WATCHFUL EYE Roonagh’s Ronnie keeping a close eye on John Shelley.

Country Sights and Sounds
John Shelley

When I first bumped into Ronnie she was most definitely unimpressed. I hadn’t known she was there, lying on her side in the sun on a small patch of sand amid a tumble of sea-rolled rocks, nor had she heard my approach.
Anyway, there she was, with her head down and her large, dark eyes half closed, staring dreamily at the sky, where long trails of crisp-edged autumn cloud moved inland from the sea. I had seen them too, and could imagine them thick and congealing the far side of the hills, and already spitting rain back at home.
The sound of my steps must have been concealed by the crashing surf of a turning tide and the calls and cries of gulls and wading birds that came and went in waves, for the surprise she showed when she finally realised I was a mere ten paces away was evident. She stared at me long and hard, open-mouthed and muttering low curses, showing her teeth in something far short of a smile.

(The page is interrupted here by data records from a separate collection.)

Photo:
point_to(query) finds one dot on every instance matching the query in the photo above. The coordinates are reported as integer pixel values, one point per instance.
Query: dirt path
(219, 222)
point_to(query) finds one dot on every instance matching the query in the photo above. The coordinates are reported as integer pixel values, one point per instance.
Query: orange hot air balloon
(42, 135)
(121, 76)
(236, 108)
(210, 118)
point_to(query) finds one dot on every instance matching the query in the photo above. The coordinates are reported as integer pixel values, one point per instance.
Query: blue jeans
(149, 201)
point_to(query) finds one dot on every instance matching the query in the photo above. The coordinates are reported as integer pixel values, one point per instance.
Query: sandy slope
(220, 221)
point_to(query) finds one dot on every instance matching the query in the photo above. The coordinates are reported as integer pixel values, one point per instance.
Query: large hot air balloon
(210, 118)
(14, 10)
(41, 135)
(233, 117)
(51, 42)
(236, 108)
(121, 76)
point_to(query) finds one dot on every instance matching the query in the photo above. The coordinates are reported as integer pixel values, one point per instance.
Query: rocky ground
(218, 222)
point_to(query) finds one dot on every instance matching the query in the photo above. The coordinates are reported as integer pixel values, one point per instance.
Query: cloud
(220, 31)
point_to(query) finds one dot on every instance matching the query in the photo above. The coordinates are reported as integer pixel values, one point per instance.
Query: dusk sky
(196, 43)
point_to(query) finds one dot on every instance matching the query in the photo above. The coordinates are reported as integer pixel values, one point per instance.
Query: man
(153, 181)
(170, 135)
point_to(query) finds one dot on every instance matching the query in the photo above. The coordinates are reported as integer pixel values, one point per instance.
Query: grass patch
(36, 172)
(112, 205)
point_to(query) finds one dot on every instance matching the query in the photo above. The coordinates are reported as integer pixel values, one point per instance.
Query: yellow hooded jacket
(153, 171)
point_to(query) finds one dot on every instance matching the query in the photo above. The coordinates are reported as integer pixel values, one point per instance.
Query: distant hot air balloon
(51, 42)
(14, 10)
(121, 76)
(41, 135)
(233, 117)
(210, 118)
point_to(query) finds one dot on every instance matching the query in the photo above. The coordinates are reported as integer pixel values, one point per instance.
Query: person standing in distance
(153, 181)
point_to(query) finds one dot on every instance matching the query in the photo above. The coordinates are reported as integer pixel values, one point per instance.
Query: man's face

“Why, hello there, and pardon my intrusion, please do,” I said, while taking in her short and rather plump form. “If I’d have known you were here I’d have been more discreet.”
By way of reply she looked away and became silent.
I could have walked on, and probably should have, but I wanted to see her face, so moved in a half circle until we could look at each other properly. She stared through long lashes, unblinking. I tried again. “You know, you’re really rather pretty. Do you mind if I take a seat for a while?”
She gave no answer, so I sat on a boulder. “I say … perhaps a photo would be nice.” I swung my camera from my shoulder, framed her in the viewfinder and pressed the shutter button. “It’s just that I don’t get to meet many like you, not so that we get to talk. I’m sure you understand.”
She shook her head and made a short and, I considered, possibly rather rude gesture, which I chose to overlook. I took another picture or two before moving around to find her better side, much to her displeasure.
Some 200 paces away her friends were watching from their seat on the rocks. “So why aren’t you over there with them?” I asked. “You’re not sick or something, are you?”
Again she gave no answer. When I took a step closer her whiskers trembled as she gave a low growl and showed me her teeth once more, as if she was afraid I really might hurt her.
For countless generations seals such as Ronnie were a valuable source of food for many living along the coast, and their skins provided a tough and supple leather highly prized by island communities. Nowadays Common seals, such as my new friend, are less than common and worthy of full protection.
Also known as Harbour seals, on account of their propensity to shelter in both natural and man-made harbours, these are the most widespread of the true seals and are found from the edge of the Arctic Circle as far south as mid Atlantic and mid Pacific coasts, as well as in adjoining waters.
Despite this, most populations remain local, so the Common or Harbour seals we meet along the Mayo coast are likely the descendants of a long-term resident family.
Little Ronnie (after the Irish for seal, ‘rón’) was about four months old and perhaps a metre in length. She (or he; it’s hard to tell) was in good condition, with a thick layer of blubber, and evidently able to look after herself. After a summer birth, she had been weaned between three and four weeks of age and by then had learned to catch her own supper.
It is difficult to know exactly how many Common seals share the colony on the rocks to the south of Roonagh Pier. There were at least ten present that day, including one other youngster, but there could be more out at sea or hauled out on other rocks further around the coast, for these powerful swimmers think nothing of swimming 30, 40 or even 50 miles to their feeding grounds.
Fishermen have long blamed seals for depleting fish stocks. Let’s see: a dozen seals fishing with tooth and claw, versus who-knows-how-many of us looking for a feed of fish, dependent on habitat-degrading, mechanical means of fishing that continues to produce an enormous unwanted by-catch.
According to the World Wildlife Fund’s Living Planet 2018 report we have lost 60 percent of the world’s vertebrates in the last 40 years. Something, somehow, has to change.